Volume de recursos fiscalizados

R$ 329,2 milhões, detalhados conforme tabela a seguir.

Tabela: Valores aplicados em RSU por MMA, MDR e Funasa, 2016 a 2022 (R$ milhões).

Órgãos Dotação Autorizada Empenhado Pago A pagar
MMA 97,8 59,8 3,3 56,4
MDR 19,3 8,7 0,4 8,3
Funasa 327,9 260,7 90,1 170,6
445,0 329,2 93,8 235,4
Fonte: Elaboração própria a partir das informações disponibilizadas pelos órgãos

O QUE O TCU ENCONTROU

A adequada gestão e o manejo dos resíduos sólidos urbanos (RSU), vulgarmente conhecidos como lixo urbano, são alguns dos principais desafios para os municípios brasileiros. Como forma de avaliar a situação atual do país sobre essa temática, o TCU realizou, em 2022, fiscalização para avaliar as ações do Governo Federal no atendimento à Política Nacional de Resíduos Sólidos (PNRS), instituída pela Lei 12.305/2010, alterada pela Lei 14.026/2020. Entre os problemas detectados, destacam-se:

  • Em 2020, entre 5.570 municípios, apenas 33,2% declararam ter implementado algum tipo de cobrança pelo serviço municipal de gestão e manejo de RSU (SMRSU), condição imprescindível para a viabilidade na prestação dos serviços, dado o elevado custo para implantação e operação de aterros sanitários, despesa incompatível com a realidade orçamentária da grande maioria dos municípios brasileiros;
  • Não obstante a necessidade de formação de arranjos regionais para prestação do SMRSU, com vistas a ganhos de escala e redução dos custos envolvidos, em 2020, havia apenas 138 consórcios formados com participação de 981 municípios;
  • Apesar da importância dos planos de resíduos sólidos para a adequada gestão e o manejo dos RSU, em 2020, entre 4.589 municípios informantes, apenas 2.268 declararam possuir planos de gestão de resíduos (49,4%);
  • O país carece de um mapeamento detalhado de áreas contaminadas, incluídas as áreas órfãs, que são aqueles territórios cujos responsáveis pela degradação não sejam identificáveis ou individualizáveis e cuja obrigação de remediar cabe ao Governo Federal;
  • Não há uma instância adequada de articulação e coordenação das iniciativas desempenhadas pelos órgãos responsáveis, na esfera federal, pela implementação dessa Política;
  • A categoria de catadores de materiais recicláveis e reutilizáveis não possui um locus para deliberar sobre questões que lhes digam respeito, tampouco para participar da formulação de políticas, planos e programas relacionados à gestão dos RSU.

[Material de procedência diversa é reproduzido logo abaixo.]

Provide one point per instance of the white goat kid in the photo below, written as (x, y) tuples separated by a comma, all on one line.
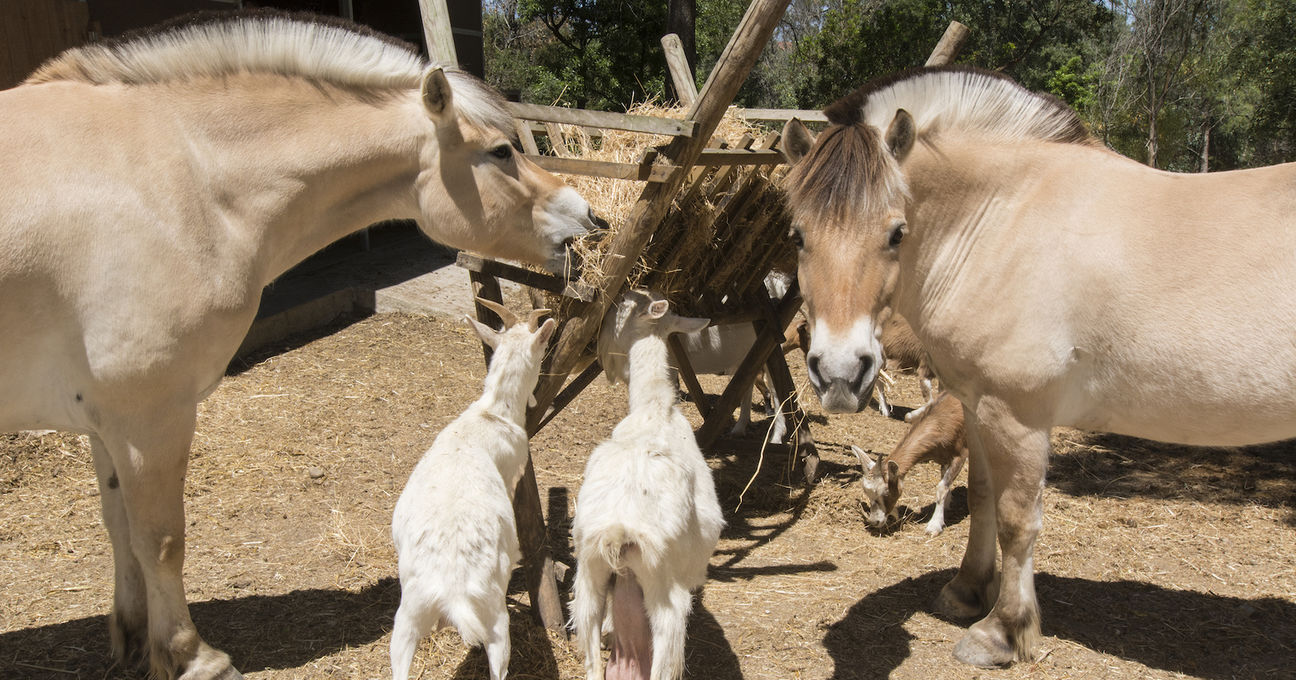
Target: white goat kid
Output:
[(454, 526), (647, 518)]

Gráfico: Distribuição geográfica da cobrança pelo serviço municipal de gestão e manejo de resíduo sólido urbano (SMRSU), Brasil, SNIS 2020

Gráfico: Distribuição geográfica da cobrança pelo serviço municipal de gestão e manejo de resíduo sólido urbano (SMRSU), Brasil, SNIS 2020

Fonte: MDR/SNIS

Em consequência dos problemas apontados, o país ainda se encontra em um cenário bastante preocupante na gestão e no manejo dos RSU. As dificuldades de coordenação entre os principais executores da PNRS ocasionam ações desarticuladas com perda de coesão, potencializando a ocorrência de sobreposições, duplicidades ou lacunas na sua condução.

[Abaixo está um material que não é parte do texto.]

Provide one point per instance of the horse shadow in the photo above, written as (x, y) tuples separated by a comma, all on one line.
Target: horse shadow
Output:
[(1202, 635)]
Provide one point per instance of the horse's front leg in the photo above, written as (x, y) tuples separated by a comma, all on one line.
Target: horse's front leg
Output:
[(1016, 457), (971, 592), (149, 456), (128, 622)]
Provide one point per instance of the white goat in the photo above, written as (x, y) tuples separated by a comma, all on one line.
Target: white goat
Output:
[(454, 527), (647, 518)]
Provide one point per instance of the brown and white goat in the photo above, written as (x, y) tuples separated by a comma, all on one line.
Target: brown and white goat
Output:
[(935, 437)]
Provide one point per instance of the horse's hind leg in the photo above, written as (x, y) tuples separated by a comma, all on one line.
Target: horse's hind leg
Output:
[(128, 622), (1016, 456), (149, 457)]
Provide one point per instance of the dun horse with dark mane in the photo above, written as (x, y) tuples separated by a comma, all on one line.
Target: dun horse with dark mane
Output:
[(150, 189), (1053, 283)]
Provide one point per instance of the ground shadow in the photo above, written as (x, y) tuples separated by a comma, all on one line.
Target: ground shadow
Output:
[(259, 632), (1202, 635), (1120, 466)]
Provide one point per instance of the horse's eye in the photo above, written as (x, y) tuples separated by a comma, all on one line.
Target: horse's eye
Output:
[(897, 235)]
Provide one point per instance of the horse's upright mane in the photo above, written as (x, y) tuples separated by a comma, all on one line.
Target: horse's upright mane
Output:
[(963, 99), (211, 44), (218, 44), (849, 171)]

Gráfico: Quantitativo e distribuição geográfica dos municípios que possuem Planos Municipais de Gestão Integrada de Resíduos Sólidos (PMGIRS) e Planos Intermunicipais de Resíduos Sólidos (PIRS), Brasil, SNIS 2020

Gráfico: Quantitativo e distribuição geográfica dos municípios que possuem Planos Municipais de Gestão Integrada de Resíduos Sólidos (PMGIRS) e Planos Intermunicipais de Resíduos Sólidos (PIRS), Brasil, SNIS 2020

Fonte: SNIS 2020

Dessa maneira, passados doze anos desde a edição da Lei 12.305/2010 (PNRS), o país ainda contabiliza cerca de 2.600 lixões e aterros controlados que seguem contaminando as águas, o solo e o ar com impactos diretos na saúde da população e na economia. Aproximadamente, 40% da massa de rejeitos ainda tem disposição inadequada, e os níveis de reciclagem ainda são incipientes, inferiores a 4% na média nacional.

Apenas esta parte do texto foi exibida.